Long known as the friend (Vicky Cristina Barcelona), the mom (Pieces of April), the quirky aunt (the HBO series Six Feet Under), it's about time Patricia Clarkson starred in a movie. And star she does in Cairo Time, a fable about Juliette, a magazine writer who goes to Cairo to meet up with her husband, a U.N. official, for a vacation. Delayed in Gaza, he sends his friend Tareq (Alexander Siddiq) to shepherd her through this exotic and bustling location, complete with pyramids, camels, a boatride on the Nile, and splendid sunsets. For emotional transportation, the hookah is the least of it. The movie of Eat, Pray, Love may be on the horizon, but Cairo Time gets there first.
At a special screening on Monday night followed by dinner at rhe refurbished Plaza Athenee, the Canadian writer/director Ruba Nadda, resplendent in red dress and lips, with long raven hair, spoke about this story, emblematic of a woman's awakening. “I was focused on the man,” she said surprisingly. “I wanted to show a man from the Middle East like my Syrian father, traditional and yet a feminist.”
Siddiq, a British actor who plays the man in question, modestly says he is not offered a great deal of roles and was captivated by Ruba's Cairo Time script. Originally from Sudan, Siddiq will soon appear in Julian Schnabel's Miral, a long awaited movie based on the Palestinian writer Rula Jebreal's novel. “I play a very different kind of man, a Palestinian who is the glue for the women in the story.”

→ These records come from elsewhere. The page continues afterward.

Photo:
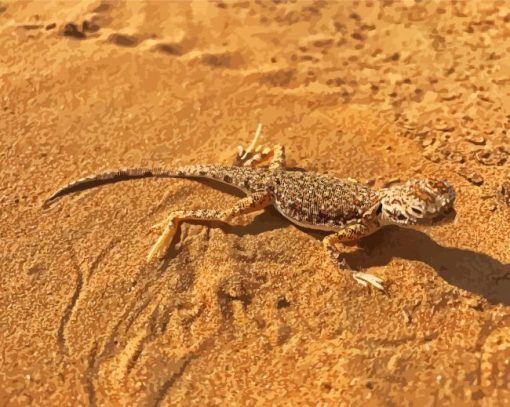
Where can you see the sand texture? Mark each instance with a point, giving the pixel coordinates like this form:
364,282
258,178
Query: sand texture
254,313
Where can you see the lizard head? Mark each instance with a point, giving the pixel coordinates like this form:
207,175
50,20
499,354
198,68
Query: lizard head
417,202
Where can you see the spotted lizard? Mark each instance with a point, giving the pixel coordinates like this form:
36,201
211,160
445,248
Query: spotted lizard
348,209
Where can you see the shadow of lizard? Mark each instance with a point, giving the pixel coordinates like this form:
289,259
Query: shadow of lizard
476,272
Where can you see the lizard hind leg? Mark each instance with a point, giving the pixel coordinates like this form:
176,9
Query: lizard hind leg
259,155
350,233
170,226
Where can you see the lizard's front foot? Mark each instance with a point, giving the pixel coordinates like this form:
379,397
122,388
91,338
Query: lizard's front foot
254,154
159,249
363,278
366,278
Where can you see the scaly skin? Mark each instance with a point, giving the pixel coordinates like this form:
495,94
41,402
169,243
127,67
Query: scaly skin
344,206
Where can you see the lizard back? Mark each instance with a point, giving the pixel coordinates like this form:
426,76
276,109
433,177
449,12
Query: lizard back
318,201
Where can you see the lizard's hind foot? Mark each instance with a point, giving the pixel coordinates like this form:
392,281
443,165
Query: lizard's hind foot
258,155
159,248
365,279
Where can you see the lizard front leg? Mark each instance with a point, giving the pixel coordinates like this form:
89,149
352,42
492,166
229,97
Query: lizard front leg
348,234
258,155
170,226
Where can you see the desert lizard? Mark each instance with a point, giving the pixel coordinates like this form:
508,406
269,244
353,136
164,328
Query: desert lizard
346,208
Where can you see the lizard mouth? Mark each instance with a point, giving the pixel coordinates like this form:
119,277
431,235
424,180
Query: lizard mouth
443,217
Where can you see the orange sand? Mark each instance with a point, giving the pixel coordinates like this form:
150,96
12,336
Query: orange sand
251,314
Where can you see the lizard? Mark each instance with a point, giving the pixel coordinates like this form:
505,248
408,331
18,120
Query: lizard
346,208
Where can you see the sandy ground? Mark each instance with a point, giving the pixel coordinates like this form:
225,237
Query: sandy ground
254,313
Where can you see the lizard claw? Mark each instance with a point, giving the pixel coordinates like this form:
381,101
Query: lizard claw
254,154
366,278
158,250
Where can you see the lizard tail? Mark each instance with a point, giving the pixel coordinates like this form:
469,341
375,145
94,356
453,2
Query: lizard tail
108,177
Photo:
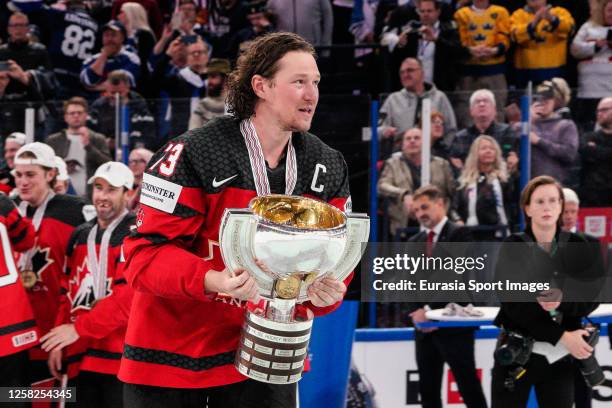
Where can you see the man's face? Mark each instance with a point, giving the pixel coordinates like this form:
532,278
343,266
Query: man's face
604,113
18,28
188,11
137,163
428,212
216,82
113,40
482,109
428,13
411,74
197,57
486,152
10,149
291,96
75,116
108,199
412,142
4,81
536,4
32,182
121,87
570,216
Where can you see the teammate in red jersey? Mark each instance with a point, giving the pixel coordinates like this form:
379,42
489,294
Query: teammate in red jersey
18,330
54,217
182,337
97,301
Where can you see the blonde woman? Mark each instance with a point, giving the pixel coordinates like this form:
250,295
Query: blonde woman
593,48
486,190
140,39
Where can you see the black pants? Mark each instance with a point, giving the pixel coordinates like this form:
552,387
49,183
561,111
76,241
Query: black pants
246,394
455,347
14,373
554,384
97,390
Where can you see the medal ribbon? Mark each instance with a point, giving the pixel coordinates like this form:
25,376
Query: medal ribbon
98,267
258,163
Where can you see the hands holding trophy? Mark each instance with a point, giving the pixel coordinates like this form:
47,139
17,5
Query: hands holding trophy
287,243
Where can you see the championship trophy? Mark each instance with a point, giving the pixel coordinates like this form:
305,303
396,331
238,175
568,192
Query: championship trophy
295,241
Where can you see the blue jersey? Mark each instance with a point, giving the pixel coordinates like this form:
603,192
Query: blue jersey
70,36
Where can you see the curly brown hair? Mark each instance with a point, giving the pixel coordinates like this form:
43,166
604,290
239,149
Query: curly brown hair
260,58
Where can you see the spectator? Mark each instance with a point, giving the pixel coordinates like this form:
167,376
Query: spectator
62,180
401,176
554,140
261,22
70,34
140,38
13,142
593,47
311,19
13,104
571,205
28,67
82,149
441,140
185,86
113,56
141,131
484,30
225,19
213,104
541,34
596,154
482,112
402,109
486,192
152,7
435,43
137,162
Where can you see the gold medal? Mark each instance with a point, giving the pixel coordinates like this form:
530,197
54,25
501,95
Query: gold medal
288,288
28,279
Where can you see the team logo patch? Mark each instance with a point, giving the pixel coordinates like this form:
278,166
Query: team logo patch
159,193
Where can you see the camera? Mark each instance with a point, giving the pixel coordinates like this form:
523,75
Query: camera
411,26
189,39
589,367
513,349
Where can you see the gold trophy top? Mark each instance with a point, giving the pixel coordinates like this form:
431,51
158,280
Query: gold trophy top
298,212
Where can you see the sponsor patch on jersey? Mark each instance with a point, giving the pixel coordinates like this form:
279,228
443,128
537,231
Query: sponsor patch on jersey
159,193
348,206
24,338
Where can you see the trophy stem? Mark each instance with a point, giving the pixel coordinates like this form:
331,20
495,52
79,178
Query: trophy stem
281,310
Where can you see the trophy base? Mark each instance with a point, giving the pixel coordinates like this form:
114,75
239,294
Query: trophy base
272,352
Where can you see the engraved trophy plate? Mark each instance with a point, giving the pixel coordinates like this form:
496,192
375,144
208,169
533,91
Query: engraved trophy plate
297,240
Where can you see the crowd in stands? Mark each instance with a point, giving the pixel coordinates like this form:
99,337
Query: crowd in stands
167,62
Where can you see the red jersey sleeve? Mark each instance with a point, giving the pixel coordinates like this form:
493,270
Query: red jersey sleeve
173,208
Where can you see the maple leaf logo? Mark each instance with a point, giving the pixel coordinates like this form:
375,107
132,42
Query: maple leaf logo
83,284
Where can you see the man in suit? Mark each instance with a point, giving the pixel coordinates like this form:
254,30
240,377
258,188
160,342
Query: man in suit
435,346
81,148
401,176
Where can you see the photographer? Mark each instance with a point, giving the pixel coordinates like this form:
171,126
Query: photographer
432,40
529,328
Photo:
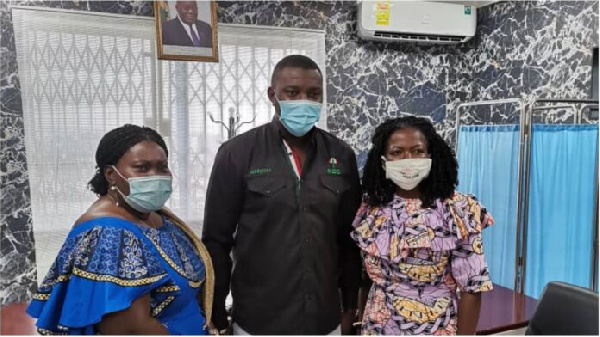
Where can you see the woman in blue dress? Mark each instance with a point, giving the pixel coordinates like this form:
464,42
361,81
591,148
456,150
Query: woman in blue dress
128,266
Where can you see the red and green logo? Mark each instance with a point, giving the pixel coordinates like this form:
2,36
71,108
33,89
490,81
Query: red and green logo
333,168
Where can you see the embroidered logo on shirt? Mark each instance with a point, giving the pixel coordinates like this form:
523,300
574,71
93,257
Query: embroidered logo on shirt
333,169
260,171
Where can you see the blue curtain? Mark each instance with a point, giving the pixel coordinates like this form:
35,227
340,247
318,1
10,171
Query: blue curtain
561,205
488,164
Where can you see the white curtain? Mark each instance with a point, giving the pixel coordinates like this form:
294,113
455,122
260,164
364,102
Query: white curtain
83,74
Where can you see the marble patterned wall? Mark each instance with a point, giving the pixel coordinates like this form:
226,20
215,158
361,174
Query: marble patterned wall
522,49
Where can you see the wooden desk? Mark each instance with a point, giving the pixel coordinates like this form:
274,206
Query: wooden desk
503,309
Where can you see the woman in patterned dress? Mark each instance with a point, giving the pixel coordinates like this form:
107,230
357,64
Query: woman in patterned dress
420,240
128,266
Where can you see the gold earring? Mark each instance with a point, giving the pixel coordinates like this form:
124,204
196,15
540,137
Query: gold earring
115,198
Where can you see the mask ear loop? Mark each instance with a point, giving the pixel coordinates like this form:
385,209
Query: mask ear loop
114,186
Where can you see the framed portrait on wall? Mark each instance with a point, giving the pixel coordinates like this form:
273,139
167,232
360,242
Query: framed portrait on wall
186,30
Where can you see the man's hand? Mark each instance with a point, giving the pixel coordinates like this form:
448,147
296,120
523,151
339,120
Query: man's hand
348,318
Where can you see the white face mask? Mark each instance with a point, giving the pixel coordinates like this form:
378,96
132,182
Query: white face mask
407,173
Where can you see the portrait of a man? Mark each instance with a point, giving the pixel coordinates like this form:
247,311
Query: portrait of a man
186,30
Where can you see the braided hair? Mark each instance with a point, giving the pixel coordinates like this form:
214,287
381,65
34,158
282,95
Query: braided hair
442,179
114,145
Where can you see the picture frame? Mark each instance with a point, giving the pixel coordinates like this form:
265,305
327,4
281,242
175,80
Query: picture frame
186,30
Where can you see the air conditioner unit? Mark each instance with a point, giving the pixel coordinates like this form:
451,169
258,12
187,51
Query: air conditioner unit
416,21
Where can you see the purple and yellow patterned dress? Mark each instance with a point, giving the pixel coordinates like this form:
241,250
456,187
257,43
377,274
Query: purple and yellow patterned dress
418,258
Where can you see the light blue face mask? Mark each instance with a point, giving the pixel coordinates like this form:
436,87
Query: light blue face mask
147,194
299,116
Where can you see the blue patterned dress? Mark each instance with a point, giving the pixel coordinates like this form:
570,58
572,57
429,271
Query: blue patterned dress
107,263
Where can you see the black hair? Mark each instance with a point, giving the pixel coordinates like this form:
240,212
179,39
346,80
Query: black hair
114,145
295,61
442,180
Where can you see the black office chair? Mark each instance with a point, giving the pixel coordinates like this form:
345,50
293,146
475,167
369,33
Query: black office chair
565,309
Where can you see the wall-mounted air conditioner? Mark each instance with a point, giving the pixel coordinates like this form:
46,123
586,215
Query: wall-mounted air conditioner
416,21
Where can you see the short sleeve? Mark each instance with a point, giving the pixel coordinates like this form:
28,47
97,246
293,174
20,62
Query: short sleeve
469,267
100,269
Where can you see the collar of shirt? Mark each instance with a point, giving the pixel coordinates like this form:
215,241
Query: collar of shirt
187,28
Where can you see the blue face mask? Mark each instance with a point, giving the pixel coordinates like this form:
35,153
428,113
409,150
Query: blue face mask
147,194
299,116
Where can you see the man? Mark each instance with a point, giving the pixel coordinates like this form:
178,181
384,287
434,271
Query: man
186,30
283,196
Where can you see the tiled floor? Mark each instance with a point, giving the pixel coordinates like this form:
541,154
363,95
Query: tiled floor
15,321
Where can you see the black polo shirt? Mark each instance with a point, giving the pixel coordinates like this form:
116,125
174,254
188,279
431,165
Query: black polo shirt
290,236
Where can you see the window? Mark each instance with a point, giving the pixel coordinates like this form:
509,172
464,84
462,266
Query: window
83,74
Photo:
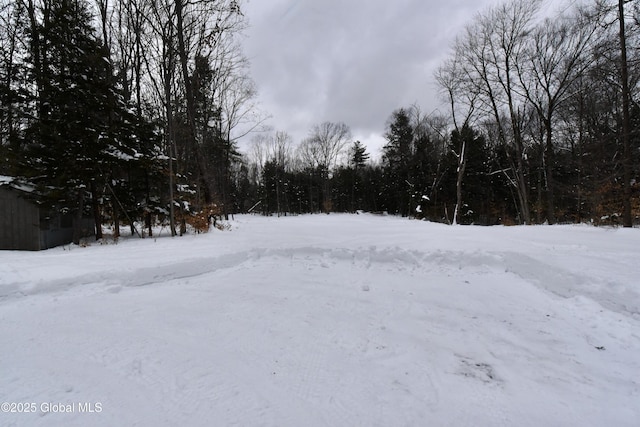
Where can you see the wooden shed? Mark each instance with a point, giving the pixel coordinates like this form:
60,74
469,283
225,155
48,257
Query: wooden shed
24,225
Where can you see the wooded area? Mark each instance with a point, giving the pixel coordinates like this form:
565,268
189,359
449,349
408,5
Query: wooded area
132,111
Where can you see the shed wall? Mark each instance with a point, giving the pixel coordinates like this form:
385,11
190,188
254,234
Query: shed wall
19,222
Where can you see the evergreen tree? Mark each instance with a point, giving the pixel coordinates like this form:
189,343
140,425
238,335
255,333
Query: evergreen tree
396,160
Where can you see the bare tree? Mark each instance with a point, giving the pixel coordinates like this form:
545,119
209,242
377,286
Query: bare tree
489,52
556,57
460,97
321,150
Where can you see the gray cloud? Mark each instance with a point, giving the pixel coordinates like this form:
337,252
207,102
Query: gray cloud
353,61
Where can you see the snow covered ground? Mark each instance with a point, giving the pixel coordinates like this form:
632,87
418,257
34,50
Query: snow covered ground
339,320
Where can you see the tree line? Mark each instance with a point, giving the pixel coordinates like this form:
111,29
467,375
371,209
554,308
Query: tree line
126,110
542,127
132,111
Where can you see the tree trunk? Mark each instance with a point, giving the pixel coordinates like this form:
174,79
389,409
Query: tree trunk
626,122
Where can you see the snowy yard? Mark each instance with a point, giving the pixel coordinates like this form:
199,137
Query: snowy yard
339,320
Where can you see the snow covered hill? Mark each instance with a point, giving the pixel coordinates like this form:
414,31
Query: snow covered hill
339,320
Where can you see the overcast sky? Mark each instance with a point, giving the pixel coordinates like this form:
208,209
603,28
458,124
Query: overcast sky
351,61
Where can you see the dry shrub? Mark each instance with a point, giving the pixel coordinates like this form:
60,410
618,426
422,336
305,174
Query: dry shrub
201,221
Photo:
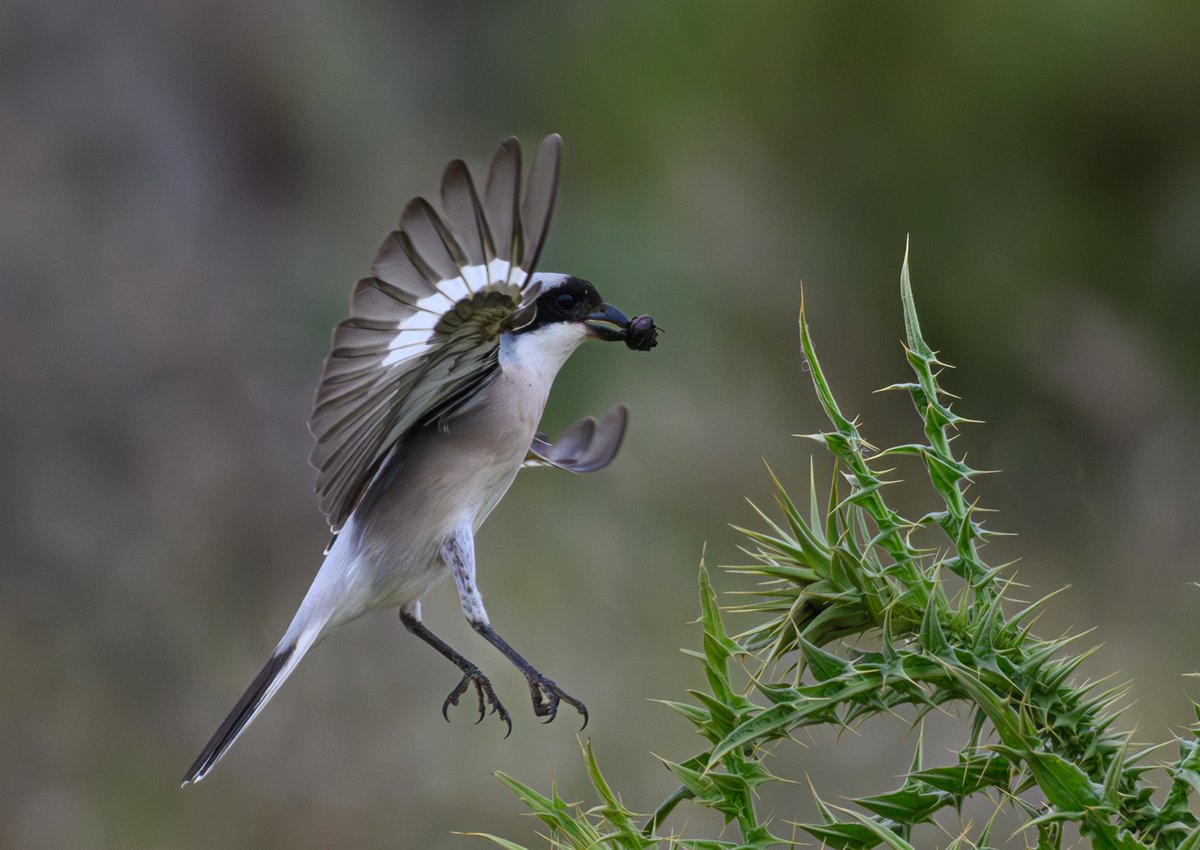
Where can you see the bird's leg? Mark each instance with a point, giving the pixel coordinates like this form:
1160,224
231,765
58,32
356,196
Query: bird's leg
459,552
411,616
546,695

Of the many well-wishers in attendance including Al Roker, Hoda Kotb, travel correspondent Peter Greenberg, another woman in red stood out: Patricia Clarkson's 75 year old mother. An elected Councilwoman from New Orleans, Jackie Clarkson was at ground zero during Hurricane Katrina, staying on to help with the city's recovery. You could see in an instant where Clarkson gets her vivacity.